Der Stummfilm von 1926 ist zwar nicht Hitchcocks erster Film, aber doch der erste, der veröffentlicht wurde – und sogleich war er von wesentlichem Erfolg geprägt, so dass schließlich auch die Vorgängerfilme uraufgeführt wurden.
Die Geschichte bleibt basierend auf Marie Belloc-Lowndes Roman „The Lodger“ relativ konventionell, was vor allem daran liegt, dass die Auflösung gegenüber der Vorlage massenkompatibel abgeändert wurde (insbesondere in Hinblick auf das Image von Ivor Novello, der den Mieter spielt). Wo heute nämlich alles nach Innovation und unerwarteten Wendungen schreit, galt es damals, das Publikum nicht zu überfordern, war der Film doch erst wenige Jahrzehnte alt. So gibt sich die Geschichte als solche recht simpel und halbwegs vorhersehbar, jedoch dem Zeitgeist entsprechend, was das Interesse an der Thematik betrifft.

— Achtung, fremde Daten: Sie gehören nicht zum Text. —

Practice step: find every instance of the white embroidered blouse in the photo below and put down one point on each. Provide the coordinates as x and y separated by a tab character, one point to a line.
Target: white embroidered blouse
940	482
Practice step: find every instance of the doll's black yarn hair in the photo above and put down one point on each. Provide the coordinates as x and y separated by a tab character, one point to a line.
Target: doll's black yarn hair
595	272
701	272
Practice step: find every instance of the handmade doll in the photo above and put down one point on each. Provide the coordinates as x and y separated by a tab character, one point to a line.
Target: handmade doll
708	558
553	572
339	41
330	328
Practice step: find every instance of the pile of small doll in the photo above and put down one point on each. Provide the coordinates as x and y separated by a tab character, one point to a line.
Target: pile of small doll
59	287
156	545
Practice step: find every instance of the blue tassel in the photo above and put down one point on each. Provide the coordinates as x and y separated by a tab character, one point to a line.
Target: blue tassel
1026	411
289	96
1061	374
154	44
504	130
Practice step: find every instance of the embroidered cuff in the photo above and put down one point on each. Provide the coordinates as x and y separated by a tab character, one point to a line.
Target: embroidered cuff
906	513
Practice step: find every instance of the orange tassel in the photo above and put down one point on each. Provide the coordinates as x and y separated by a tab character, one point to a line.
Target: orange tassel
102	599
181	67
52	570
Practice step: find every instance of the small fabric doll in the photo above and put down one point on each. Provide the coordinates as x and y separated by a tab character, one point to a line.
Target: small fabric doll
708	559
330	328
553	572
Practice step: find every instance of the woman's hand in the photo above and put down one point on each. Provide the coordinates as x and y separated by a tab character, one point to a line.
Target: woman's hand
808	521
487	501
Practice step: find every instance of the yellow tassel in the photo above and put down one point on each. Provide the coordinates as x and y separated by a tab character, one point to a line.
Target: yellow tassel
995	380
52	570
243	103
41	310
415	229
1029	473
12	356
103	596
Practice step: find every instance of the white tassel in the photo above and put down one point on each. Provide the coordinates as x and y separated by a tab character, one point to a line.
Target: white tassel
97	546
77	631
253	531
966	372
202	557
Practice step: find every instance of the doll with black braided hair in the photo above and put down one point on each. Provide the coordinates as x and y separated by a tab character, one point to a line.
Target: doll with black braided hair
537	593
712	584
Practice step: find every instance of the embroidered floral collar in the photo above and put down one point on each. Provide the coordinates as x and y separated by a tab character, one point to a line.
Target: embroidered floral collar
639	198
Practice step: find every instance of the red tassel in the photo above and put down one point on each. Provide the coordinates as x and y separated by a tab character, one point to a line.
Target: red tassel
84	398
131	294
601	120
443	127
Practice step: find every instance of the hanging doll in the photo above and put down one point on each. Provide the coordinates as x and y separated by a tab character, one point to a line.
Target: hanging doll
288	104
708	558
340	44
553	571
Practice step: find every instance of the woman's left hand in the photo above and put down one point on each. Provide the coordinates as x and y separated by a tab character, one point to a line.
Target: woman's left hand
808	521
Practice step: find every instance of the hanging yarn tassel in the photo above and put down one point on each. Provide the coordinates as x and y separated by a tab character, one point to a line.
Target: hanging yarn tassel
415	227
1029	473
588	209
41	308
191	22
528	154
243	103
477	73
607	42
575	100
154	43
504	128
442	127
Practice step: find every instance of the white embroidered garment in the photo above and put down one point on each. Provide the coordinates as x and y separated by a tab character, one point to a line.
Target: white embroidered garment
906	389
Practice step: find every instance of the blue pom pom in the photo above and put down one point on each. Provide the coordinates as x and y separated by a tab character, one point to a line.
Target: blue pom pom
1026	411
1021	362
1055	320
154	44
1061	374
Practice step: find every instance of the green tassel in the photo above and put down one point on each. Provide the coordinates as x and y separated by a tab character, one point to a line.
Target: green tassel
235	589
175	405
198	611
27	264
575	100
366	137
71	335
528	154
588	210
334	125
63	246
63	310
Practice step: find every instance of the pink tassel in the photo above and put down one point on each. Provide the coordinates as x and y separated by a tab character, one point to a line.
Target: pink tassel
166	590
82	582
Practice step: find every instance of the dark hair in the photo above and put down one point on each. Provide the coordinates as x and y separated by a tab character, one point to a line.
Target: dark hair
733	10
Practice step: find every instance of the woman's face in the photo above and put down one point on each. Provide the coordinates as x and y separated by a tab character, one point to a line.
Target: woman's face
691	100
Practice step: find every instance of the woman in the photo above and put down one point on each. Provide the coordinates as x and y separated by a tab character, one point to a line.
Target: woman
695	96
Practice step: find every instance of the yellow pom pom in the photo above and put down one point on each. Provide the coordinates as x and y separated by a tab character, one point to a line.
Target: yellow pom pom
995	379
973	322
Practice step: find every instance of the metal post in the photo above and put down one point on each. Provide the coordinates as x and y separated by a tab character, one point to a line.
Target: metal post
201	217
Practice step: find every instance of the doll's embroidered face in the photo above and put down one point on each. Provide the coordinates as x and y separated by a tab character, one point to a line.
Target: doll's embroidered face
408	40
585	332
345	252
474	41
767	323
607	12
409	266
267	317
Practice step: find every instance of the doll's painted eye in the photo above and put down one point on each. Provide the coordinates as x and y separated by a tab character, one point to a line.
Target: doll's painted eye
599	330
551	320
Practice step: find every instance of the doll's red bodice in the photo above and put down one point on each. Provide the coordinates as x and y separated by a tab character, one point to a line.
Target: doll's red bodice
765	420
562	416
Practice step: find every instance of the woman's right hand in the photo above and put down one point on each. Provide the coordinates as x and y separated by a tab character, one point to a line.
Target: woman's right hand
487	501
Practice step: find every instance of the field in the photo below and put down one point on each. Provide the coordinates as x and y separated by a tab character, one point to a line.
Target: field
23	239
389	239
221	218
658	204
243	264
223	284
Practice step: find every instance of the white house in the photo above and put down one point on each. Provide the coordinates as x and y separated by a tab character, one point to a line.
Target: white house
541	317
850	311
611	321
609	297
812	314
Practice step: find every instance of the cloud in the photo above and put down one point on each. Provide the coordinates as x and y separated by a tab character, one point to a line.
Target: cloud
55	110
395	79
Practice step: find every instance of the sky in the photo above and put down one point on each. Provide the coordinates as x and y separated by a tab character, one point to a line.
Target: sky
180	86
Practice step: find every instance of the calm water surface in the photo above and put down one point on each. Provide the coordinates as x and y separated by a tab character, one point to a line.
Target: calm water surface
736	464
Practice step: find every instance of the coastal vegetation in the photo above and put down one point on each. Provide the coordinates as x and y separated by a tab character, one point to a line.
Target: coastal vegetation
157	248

Was hier jedoch viel mehr interessiert, ist die Inszenierung, die in vielerlei Hinsicht Hitchcocks spätere Meisterwerke erahnen ließ und in Anbetracht der Innovativität des Gezeigten möglicherweise zu Recht als bester britischer Film der Zeit erachtet wurde.
Wie nur wenige, vielleicht auch gar keine anderen Werke bis dato vermochte es Hitchcock nämlich schon hier, eine stechende und jederzeit präsente Atmosphäre aufzubauen. Im Stummfilm kann dies natürlich nicht über den Dialog vonstatten gehen; um so mehr sticht die musikalische Untermalung hervor, die hier wie ein unheilvolles Wechselbad der Emotionen anmutet. In beinahe unregelmäßiger Regelmäßigkeit wechseln sich klassische, fröhlich wirkende Trompeten- und Orchestertöne ab mit unbehaglichen Streichern. Erstere erinnern an den x-beinig getanzten „Charleston“, der in der hedonistischen Nachkriegsgesellschaft zum Ausdruck der verschwenderischen Ausgelassenheit wurde. Ihre Funktion hier besteht darin, einen möglichst bizarren Kontrast zu den letztgenannten Streichern darzustellen, die als eigentlicher atmosphärischer Klimax fungieren und in Folge der zuvorgehenden beruhigenden Normierung besonders spannungsreich ihre Wirkung entfalten können. Und geben sich die fröhlichen Klänge noch eher als Zitierung der Zeit, verbreiten die unbehaglichen Kompositionen Hitchcockschen Individualismus, der noch beinahe ein halbes Jahrhundert lang begeistern sollte. Genau hier beginnt das Novum, das „The Lodger“ von anderen Filmen der Zeit abtrennte.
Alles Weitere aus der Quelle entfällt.